I’ve been trying to ignore the political soap opera going on. I don’t much care for it, or American Idol or any of ’em. But this morning my inbox was full of friends gushing about Obama’s performance last night. One asked, “Am I the only big baby who cried through all of Obama’s acceptance speech?” Others assured her she was not. One added: “Does anyone else find Biden completely adorable?”
Makes me feel like I’m hooked up to the Stepford Wives chat room by mistake.
But I remembered that last time this circus was in town I took a little time to see whether the U.S. torture policy was considered remarkable by the participants. It was not. You wouldn’t find the word “torture” by searching John Kerry’s campaign site, and you wouldn’t find any mention of it in the prime-time convention speeches, and Kerry didn’t think to bring up the subject when he had a chance to debate Dubya. This, though the Abu Ghraib photos were still fresh in the news. What I concluded at the time:
How is it that in America, after the shame of Abu Ghraib and the many legal memos that set the stage for it, the person challenging the Dungeonmaster-in-Chief doesn’t feel like it’s worthwhile to say “I don’t need a team of lawyers to tell me whether or not torture is wrong — in my administration, America will have a zero tolerance policy toward torture, no ifs, ands or buts”?
Kerry’d say it even if he didn’t mean it, if he thought it was a position he could use to distinguish himself from Bush and that would get him votes. Clearly, his team has determined that as an issue, it’s a loser. To distinguish himself from Bush as the one less likely to countenance torture just isn’t going to help him at the polls. Which tells me that there’s a frighteningly large chunk of the electorate that’s told themselves “so, the United States is having people tortured, eh? I guess I can live with that.”
I’m happy to report that things are a little different this time around. Yesterday I searched some of the transcripts of the convention speeches to see if anything had changed. Torture now has at least a bit part in the play, though no role in the star’s own performance:
- And I’m very proud to say that we reject torture.
- Patricia Madrid (co-chair of the platform committee)
- Barack Obama knows… that torture is not only morally repugnant, it’s militarily ineffective. It doesn’t work. It puts our troops at risk. It endangers our national security.

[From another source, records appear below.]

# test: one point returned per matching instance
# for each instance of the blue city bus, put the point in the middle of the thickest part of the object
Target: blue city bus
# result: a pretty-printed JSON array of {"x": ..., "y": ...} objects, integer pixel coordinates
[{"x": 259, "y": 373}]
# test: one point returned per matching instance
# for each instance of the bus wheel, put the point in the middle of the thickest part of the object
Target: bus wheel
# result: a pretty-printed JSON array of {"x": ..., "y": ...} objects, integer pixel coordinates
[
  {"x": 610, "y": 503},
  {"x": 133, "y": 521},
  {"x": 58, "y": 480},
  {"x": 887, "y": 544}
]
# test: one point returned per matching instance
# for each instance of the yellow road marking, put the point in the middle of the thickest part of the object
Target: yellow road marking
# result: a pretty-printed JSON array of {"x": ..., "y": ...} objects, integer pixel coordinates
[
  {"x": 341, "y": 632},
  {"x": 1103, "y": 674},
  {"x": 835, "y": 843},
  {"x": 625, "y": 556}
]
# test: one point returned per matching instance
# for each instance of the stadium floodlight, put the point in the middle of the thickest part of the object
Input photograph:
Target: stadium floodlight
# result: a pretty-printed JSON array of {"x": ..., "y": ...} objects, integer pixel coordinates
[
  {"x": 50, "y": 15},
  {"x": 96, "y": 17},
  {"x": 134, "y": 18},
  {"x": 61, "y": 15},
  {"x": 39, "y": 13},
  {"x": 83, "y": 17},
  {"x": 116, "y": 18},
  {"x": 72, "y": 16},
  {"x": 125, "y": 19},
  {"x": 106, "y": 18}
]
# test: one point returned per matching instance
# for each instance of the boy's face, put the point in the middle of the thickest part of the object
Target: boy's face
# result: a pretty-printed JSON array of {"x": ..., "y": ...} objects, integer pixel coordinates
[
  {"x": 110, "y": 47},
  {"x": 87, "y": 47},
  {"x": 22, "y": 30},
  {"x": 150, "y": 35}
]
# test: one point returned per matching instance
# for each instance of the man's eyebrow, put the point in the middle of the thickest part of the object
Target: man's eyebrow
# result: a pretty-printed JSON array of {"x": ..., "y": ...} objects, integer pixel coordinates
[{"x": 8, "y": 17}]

- Claudia Kennedy (former Army general)
- …What about the assault on science and the defense of torture?… My fellow Democrats, America can do better than that. And Barack Obama will do better than that.
- Bill Clinton
- In less than a decade we have gone from being perceived as the beacon for democracy and justice all over the globe, to a country whose government has little respect for even the most basic tenets of human rights. We know that’s not us. We’re better than that.
- Tom Daschle
- After they abandoned the principle first laid down by Gen. George Washington, when he prohibited the torture of captives because it would bring, in his words, ‘shame, disgrace and ruin’ to our nation, it’s time for a change.
- Al Gore
- President Obama and Vice President Biden will shut down Guantánamo, respect the Constitution, and make clear once and for all, the United States of America does not torture, not now, not ever.
- even John Kerry
It would be a mistake to look at this campaign rhetoric and to decide that the Democratic Party or these individual politicians in it had a change of heart and decided to oppose torture. This is all just carefully-crafted campaign rhetoric and there’s no reason to expect honest revelations of any sort to come directly out of it. But, going back to my analysis of torture’s complete absence from the last campaign — that it went to show that Democratic strategists didn’t think the voters they were trying to reach gave a good goddamn whether America was torturing people or not — I think this time around the strategists have changed their minds about that, and that’s encouraging.